On 21st February 100,000 trade unionists march from Hyde Park to Trafalgar Square in protest at the Industrial Relations Bill.
||On 6th March 4,000 women protesters march from Hyde Park to Downing Street in the UK's biggest ever women's liberation demonstration.
The poet and novelist Stevie Smith dies of a brain tumour on 7th March, aged 68.
Harold Lloyd, one of the most popular stars of the silent film era, dies on 8th March, aged 77.
The UK postal strike comes to an end on 8th March. The seven-week strike cost the Post Office an estimated £25m in lost revenue.
William McMahon becomes Prime Minister of Australia on 10th March, following the resignation of John Gorton, who is then appointed Minister of Defence.
The Indian National Congress (R), led by Indira Gandhi, wins an overwhelming majority in the general elections to the 5th Lok Sabha.
Following the break down of negotiations between Pakistani President Yahya Khan and Awami League leader Sheikh Mujibur Rahman on 25th March, the Pakistan Army launches Operation Searchlight to curb the Bengali nationalist movement in East Pakistan.
Charles Manson and three members of his hippy cult, Susan Atkins, Patricia Krenwinkel and Leslie Van Houten, are sentenced to death in Los Angeles on 29th March.
||On 3rd April Séverine wins the Eurovision Song Contest for Monaco with the song Un Banc, Un Arbre, Une Rue. Clodagh Rodgers, representing the UK with Jack In The Box, finishes fourth.

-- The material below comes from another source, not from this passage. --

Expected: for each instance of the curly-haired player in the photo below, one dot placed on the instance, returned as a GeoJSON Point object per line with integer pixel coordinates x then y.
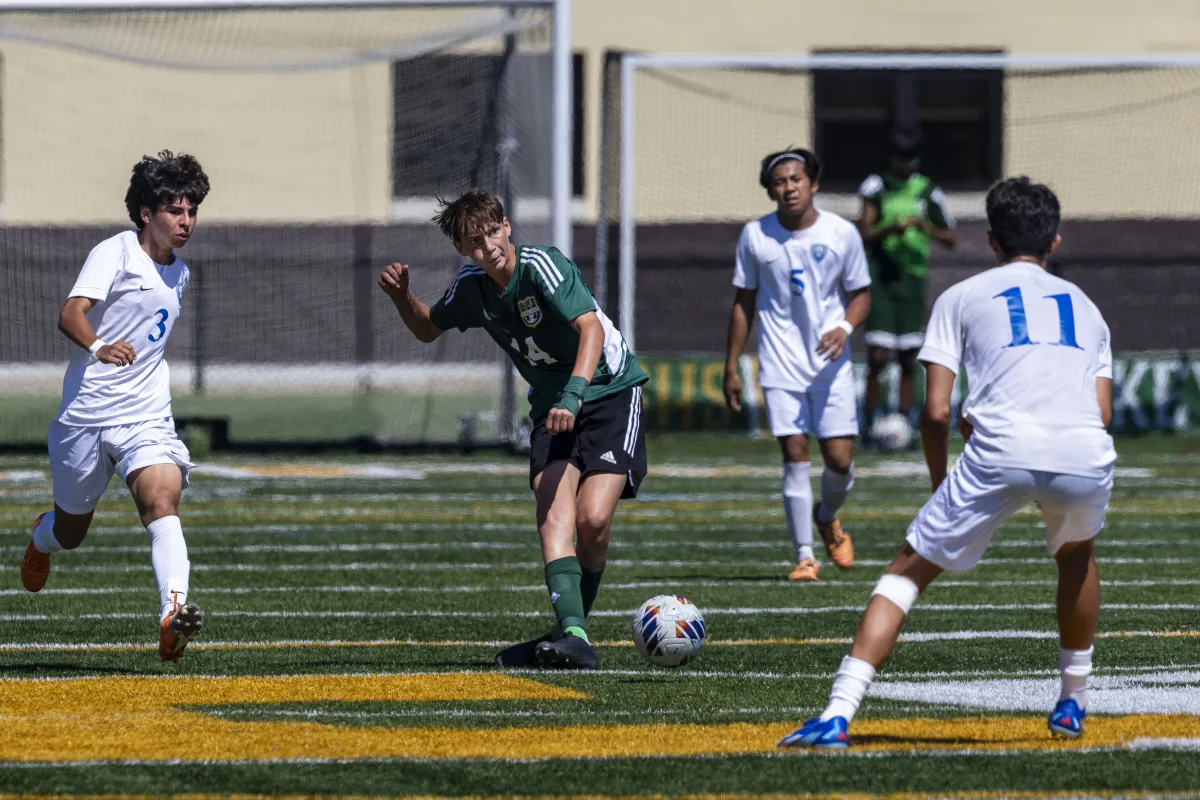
{"type": "Point", "coordinates": [115, 413]}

Ford motor workers in the UK return to work on 5th April after a nine-week strike.
Russian composer Igor Stravinsky dies on 6th April, aged 88.
Six miners die on the same day in a methane gas explosion at Cynheidre Colliery in Carmarthenshire, South Wales.
The first BOAC jumbo jet enters service on 14th April. BOAC had taken delivery of its first Boeing 747 on 22nd April 1970 but the first flight (London to New York) had been delayed by a dispute over crewing and pay rates with the British Air Line Pilots' Association.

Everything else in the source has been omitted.